Here we are, at the end of another busy semester. As our finals draw closer, so does the sweet freedom of summer vacation. As we all traipse back to our own families (and our own beds, more importantly), it is important to remember that sexual assault is not something you get to leave behind in your college town like an uncomfortable dorm bed.
Between 20 and 25% of college aged women will be victims of some form of sexual assault.
More often than not, an attacker is someone you know: someone you trust. Upwards of 90% of college-aged victims know their attacker. The statistics about college aged sexual assaults aren’t secluded to university towns, or even to those who are actively attending college.
When you go home this summer, remember to remain cautious. According to Leigh Hofheimer’s Rape Prevention Tips, these are the top ten prevention tips.
- Don’t put drugs in women’s drinks.
- When you see a woman walking by herself, leave her alone.
- If you pull over to help a woman whose car has broken down, remember not to rape her.
- If you are in an elevator and a woman gets in, don’t rape her.
- When you encounter a woman who is asleep, the safest course of action is to not rape her.
- Never creep into a woman’s home through an unlocked door or window, or spring out at her from between parked cars, or rape her.
- Remember, people go to the laundry room to do their laundry. Do not attempt to molest someone who is alone in a laundry room.
- Use the Buddy System! If it is inconvenient for you to stop yourself from raping women, ask a trusted friend to accompany you at all times.
- Carry a rape whistle. If you find that you are about to rape someone, blow the whistle until someone comes to stop you.
- Don’t forget: Honesty is the best policy. When asking a woman out on a date, don’t pretend that you are interested in her as a person; tell her straight up that you expect to be raping her later. If you don’t communicate your intentions, the woman may take it as a sign that you do not plan to rape her.
Rape is not caused by alcohol, short skirts, or lust. Rape is caused by those who rape. Sexual assault is never the fault of the victim. Sexual assault on college campuses is a painfully prevalent problem, but we are moving forward. Frostburg has done so much this semester. Between the hiring of Emily Caputo, the climate survey currently circulating the student body, and the Bthe1 campaign, Frostburg State University is changing.
The first step to change is accepting that there is a problem. Nationwide Title IX investigations have made it very clear to universities around the country that there is a problem with how administrations handle reports of assault.
Change cannot occur overnight. There will not be a day that we, as a society, wake up to a miraculous change. Our climate cannot change without our help: without the help of millions of people.

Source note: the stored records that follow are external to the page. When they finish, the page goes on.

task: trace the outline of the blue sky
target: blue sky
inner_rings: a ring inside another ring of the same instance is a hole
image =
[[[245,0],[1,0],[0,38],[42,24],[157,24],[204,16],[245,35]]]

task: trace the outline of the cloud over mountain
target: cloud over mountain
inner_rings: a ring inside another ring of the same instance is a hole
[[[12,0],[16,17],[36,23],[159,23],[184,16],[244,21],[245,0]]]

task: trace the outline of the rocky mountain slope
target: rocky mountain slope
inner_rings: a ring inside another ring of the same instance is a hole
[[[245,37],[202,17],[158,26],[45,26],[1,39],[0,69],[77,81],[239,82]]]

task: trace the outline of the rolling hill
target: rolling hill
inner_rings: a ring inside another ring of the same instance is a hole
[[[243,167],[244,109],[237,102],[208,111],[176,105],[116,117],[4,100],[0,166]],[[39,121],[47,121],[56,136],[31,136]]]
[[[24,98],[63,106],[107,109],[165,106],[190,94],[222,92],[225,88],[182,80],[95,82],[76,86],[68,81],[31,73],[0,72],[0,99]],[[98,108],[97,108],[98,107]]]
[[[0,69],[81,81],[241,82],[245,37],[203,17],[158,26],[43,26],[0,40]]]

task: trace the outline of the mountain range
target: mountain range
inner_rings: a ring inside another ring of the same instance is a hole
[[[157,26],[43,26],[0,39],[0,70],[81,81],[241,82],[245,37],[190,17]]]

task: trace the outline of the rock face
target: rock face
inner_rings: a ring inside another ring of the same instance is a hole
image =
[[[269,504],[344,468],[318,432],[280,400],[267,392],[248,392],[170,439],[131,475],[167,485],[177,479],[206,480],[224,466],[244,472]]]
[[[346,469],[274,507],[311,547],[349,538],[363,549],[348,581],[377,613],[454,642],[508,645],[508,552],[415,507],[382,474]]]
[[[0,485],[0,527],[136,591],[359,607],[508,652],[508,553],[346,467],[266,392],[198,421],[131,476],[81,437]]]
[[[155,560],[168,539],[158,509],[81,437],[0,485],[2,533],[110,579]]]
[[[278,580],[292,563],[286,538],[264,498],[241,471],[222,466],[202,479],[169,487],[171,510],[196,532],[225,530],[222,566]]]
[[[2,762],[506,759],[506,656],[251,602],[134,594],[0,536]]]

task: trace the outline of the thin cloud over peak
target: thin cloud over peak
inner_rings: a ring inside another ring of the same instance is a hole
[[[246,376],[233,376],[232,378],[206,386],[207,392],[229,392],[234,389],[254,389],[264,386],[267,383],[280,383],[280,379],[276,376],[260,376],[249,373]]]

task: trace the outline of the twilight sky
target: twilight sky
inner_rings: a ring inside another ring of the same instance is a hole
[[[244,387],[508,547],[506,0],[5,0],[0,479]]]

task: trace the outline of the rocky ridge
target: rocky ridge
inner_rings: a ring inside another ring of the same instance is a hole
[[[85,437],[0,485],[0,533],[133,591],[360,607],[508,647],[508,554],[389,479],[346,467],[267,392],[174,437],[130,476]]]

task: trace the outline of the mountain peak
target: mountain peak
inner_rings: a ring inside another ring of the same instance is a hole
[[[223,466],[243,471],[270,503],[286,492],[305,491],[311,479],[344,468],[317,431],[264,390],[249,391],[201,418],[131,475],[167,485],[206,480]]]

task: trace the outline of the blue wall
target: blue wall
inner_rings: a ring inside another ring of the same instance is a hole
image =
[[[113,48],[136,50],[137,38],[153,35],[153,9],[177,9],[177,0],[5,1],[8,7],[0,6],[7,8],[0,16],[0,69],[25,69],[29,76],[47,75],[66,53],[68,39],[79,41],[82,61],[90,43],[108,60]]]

Use your summer wisely. Stay safe. If you feel uncomfortable, voice it. If you see a problem, speak up. It can be uncomfortable to step in and stop a situation, especially when one of the people involved is a friend, but it is far worse to deal with the repercussions of a completed sexual assault than the interruption of one.
Don’t let a friend be led to a room if they are not capable of coherent consent. Don’t let a friend berate someone who is clearly not interested. Don’t stay silent if a friend tells you that something terrible has happened to them.
As always: Speak up, and fight back.